Los tafures eran supervivientes de los primeros cruzados, campesinos en su mayor parte, que en Constantinopla se habían unido a los jefes militares y combatían armados, en el mejor de los casos, con un bastón. Después se lanzaban sobre los cadáveres de sus víctimas para alimentarse con su carne. Muchos eran unos brutos medio locos. Los jefes de los cruzados los enviaban a la vanguardia para que el enemigo huyera o, sencillamente, los masacrara.
—Mi caballo y una bandera blanca —exclamó Balian vistiéndose—. ¡Voy a salir!
Los auxiliares se apresuraron a obedecer sus órdenes. Ensillaron su montura, le entregaron una bandera blanca, que era más bien un pañuelo sucio, y Balian abandonó, solo, Jerusalén por la poterna de Santa María Magdalena. A su izquierda, los penitentes, como si despertaran de una larga pesadilla, huían ante los jinetes mahometanos, que los aniquilaban sin piedad con sus sables. Uno de los jinetes sujetó a una prostituta por los cabellos, la decapitó y se llevó su cabeza a los labios para besarla luego. Algunos jóvenes, que todavía tenían fuerzas —y ánimo— suficientes, se precipitaron hacia la pesada Puerta de Saint-Étienne, pero la encontraron cerrada. Golpearon tanto y con tanta energía el portalón que hicieron agujeros que todavía hoy pueden verse. A continuación los sarracenos los aplastaron con un ariete, inmovilizándolos en espantosos bajorrelieves.
Balian apartó la mirada, asqueado, y agitó su trapo blanco al ver que una patrulla de mamelucos se aproximaba.
Había pensado que lo conducirían al norte de los arrabales de Jerusalén, pero la patrulla lo llevó al monte de los Olivos, donde Saladino había establecido su campamento.
El sultán se encontraba de un humor excelente, pues había recibido de Dios la señal que esperaba. Bajo la forma de su sobrino Taqi.
—Taqi, Taqi —decía acariciando las mejillas de su sobrino—. ¡Ni siquiera los océanos tienen más agua que la que derramarían mis ojos si debiera llorar de alegría, tan feliz me siento de volver a verte!
Taqi, Morgennes y la Vera Cruz habían llegado al comenzar el día. La primera decisión que había tomado Taqi, al ver el campamento de Saladino, había sido hacerlo cambiar de posición.
—Tío, deberíais instalaros en la cima del monte de los Olivos. Desde allí dominaréis la ciudad. Pensad, además, en cómo complacerá a Dios que toméis en primer lugar los dos edificios más caros a su corazón: la mezquita al-Aqsa y Qubbat al-Sakhra, la Cúpula de la Roca.
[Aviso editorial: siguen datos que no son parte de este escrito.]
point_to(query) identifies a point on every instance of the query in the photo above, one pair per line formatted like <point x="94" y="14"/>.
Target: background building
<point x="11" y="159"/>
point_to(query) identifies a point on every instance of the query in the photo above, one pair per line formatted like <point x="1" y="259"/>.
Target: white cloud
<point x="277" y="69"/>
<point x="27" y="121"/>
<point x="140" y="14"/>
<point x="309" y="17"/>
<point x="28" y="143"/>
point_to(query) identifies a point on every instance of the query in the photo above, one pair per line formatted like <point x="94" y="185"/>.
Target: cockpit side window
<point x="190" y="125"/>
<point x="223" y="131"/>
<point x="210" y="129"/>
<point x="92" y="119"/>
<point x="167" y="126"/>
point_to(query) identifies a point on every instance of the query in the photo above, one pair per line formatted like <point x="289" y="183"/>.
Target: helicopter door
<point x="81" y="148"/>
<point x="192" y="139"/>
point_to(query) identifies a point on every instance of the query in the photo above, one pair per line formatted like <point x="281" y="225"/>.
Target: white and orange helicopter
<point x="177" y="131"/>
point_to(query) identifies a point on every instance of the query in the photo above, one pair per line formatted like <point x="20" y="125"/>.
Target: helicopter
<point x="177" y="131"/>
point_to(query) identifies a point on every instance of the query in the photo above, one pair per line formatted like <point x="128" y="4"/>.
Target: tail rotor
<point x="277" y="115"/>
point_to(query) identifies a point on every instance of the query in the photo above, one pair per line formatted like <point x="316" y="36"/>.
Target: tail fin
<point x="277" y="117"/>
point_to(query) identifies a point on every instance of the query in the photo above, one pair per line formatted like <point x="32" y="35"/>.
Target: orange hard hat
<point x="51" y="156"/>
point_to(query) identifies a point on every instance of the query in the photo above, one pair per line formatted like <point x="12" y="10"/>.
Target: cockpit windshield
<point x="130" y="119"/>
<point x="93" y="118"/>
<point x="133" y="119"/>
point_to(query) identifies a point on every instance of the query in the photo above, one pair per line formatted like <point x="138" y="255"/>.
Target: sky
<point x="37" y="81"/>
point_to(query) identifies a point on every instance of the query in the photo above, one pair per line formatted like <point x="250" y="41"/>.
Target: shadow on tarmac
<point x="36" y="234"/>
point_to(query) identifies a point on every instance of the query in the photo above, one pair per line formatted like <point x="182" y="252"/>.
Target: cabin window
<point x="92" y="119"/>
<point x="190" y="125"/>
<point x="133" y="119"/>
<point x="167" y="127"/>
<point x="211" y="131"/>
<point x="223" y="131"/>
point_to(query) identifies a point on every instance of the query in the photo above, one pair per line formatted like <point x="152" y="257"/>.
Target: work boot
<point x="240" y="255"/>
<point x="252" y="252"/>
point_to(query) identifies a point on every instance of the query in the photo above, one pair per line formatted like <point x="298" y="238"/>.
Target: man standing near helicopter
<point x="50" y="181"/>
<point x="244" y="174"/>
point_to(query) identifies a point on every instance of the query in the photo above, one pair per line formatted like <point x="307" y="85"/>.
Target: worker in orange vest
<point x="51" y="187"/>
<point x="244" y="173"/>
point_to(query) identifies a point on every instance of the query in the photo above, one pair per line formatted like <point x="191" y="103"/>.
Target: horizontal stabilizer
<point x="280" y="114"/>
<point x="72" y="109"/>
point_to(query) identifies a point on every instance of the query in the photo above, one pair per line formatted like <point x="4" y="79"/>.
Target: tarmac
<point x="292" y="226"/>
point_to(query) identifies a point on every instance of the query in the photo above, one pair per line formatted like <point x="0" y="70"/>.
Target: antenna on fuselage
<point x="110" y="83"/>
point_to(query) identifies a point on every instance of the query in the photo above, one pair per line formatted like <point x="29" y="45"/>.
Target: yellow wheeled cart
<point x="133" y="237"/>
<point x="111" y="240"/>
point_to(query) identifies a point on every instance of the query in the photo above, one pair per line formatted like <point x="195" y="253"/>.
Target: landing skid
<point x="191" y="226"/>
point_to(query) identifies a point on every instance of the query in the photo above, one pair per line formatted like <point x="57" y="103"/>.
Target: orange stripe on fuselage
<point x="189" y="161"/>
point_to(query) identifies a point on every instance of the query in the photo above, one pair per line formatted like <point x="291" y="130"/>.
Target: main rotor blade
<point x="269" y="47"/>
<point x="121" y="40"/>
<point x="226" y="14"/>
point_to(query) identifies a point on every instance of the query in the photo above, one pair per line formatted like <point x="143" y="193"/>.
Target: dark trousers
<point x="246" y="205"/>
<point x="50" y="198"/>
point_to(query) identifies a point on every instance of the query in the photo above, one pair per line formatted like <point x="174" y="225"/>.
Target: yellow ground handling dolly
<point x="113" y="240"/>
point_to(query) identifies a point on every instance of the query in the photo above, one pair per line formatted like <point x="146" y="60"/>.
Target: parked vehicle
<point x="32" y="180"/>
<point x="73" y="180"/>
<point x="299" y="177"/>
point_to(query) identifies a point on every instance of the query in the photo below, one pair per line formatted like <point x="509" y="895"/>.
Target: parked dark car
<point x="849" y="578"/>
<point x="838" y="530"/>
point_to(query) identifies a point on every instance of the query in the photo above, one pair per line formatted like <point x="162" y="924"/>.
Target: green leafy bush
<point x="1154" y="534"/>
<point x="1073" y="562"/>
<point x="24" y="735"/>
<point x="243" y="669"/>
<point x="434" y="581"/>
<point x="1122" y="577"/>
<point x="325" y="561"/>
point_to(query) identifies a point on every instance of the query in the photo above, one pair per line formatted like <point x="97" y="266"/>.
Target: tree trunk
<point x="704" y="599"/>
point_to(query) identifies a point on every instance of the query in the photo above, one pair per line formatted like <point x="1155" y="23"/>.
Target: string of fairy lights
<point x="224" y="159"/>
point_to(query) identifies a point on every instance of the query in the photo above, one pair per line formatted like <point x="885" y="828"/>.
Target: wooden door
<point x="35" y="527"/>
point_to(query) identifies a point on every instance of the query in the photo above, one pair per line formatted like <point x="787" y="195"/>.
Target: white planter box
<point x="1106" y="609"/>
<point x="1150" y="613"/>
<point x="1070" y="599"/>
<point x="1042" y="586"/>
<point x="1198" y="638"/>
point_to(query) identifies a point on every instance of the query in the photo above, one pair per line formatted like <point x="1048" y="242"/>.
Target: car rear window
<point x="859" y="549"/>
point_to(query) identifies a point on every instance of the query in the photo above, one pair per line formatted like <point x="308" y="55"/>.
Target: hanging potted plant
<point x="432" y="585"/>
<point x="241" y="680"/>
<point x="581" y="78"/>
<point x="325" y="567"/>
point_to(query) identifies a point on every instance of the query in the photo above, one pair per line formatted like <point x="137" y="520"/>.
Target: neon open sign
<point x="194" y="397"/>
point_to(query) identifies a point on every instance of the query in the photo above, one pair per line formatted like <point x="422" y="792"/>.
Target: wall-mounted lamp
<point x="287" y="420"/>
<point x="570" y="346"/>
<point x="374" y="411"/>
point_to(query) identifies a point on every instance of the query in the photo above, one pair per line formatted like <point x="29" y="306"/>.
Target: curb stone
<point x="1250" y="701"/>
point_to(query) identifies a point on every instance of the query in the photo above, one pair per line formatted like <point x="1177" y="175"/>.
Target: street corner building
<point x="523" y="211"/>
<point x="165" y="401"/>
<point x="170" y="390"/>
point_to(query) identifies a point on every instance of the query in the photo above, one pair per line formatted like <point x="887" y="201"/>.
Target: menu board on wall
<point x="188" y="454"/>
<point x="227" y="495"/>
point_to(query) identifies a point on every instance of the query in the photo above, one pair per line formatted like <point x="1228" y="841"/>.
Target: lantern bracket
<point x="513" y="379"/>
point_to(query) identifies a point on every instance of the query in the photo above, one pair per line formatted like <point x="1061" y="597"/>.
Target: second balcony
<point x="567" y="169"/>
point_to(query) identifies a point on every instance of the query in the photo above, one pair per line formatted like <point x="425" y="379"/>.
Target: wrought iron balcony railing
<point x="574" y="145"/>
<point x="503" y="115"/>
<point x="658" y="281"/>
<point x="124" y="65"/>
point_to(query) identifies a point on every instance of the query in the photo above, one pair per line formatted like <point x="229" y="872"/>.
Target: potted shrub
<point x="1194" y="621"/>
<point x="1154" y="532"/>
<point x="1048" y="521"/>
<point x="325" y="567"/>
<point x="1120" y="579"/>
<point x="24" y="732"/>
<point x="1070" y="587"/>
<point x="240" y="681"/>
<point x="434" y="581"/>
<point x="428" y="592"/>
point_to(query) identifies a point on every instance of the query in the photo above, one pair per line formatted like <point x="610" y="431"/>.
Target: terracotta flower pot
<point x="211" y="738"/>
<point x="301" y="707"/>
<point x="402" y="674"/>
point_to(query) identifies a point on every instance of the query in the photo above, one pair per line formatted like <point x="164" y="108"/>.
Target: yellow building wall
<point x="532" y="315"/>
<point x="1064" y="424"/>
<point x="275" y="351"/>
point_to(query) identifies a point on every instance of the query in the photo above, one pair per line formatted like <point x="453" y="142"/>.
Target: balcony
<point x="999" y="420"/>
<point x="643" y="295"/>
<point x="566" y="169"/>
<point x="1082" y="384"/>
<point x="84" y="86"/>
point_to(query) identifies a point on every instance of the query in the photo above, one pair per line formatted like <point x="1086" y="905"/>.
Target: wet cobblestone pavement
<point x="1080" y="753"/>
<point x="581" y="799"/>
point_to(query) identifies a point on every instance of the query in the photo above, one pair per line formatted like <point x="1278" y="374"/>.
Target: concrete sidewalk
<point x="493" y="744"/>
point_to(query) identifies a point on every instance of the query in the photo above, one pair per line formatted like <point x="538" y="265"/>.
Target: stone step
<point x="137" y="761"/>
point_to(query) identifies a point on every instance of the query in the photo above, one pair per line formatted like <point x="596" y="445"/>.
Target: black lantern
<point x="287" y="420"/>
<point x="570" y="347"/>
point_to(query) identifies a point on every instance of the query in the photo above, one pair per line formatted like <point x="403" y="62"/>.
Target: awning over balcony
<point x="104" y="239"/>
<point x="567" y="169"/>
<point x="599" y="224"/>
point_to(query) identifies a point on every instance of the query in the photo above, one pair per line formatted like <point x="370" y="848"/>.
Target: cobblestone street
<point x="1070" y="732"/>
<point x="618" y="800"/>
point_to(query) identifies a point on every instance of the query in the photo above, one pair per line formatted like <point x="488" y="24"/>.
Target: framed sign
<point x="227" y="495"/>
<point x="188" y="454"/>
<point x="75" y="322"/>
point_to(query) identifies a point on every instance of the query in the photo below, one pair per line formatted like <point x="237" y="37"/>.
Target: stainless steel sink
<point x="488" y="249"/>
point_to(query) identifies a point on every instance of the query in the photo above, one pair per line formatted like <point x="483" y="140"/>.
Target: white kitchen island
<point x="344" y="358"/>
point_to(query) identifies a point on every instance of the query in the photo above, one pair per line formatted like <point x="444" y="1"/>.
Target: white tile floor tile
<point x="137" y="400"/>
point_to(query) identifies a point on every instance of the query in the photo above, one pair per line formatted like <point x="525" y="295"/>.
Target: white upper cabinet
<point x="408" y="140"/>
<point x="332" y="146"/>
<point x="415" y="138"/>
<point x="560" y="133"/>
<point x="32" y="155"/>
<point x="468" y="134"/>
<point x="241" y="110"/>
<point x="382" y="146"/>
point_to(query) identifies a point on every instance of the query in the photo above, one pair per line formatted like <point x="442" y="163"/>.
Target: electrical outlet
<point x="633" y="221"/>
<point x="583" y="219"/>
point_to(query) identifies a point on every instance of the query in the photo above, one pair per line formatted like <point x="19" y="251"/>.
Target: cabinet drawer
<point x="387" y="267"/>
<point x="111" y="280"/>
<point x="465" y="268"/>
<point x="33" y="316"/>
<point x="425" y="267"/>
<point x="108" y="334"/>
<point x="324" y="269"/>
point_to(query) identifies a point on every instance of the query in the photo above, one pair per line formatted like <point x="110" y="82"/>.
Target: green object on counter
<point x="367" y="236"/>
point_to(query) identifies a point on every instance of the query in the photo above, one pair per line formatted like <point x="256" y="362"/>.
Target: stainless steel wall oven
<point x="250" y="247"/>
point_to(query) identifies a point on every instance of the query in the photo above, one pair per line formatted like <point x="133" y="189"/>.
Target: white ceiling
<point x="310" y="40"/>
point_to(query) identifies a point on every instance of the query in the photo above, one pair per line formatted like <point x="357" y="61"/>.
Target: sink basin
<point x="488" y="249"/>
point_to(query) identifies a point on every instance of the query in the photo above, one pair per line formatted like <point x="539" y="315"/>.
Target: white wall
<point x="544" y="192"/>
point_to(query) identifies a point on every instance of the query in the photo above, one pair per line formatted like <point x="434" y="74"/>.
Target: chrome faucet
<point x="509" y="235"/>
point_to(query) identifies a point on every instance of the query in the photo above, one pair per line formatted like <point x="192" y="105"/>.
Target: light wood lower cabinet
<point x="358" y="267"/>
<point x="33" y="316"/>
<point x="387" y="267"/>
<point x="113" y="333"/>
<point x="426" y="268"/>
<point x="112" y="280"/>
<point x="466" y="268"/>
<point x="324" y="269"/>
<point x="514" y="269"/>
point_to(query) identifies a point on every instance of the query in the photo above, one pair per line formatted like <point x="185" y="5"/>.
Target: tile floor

—Tienes mil veces razón —respondió Saladino—.Verdaderamente Dios te ha enviado para abrirme los ojos. No quiero que vuelvas a alejarte. ¡Eres como un hijo para mí!
Cuando el jeque de los muhalliq, Náyif ibn Adid, le había explicado cómo había sido destruido el oasis de las Cenobitas, que había desaparecido en una nube de arena tragándose al ejército de los maraykhát, Saladino había creído que Taqi había muerto, y Casiopea con él.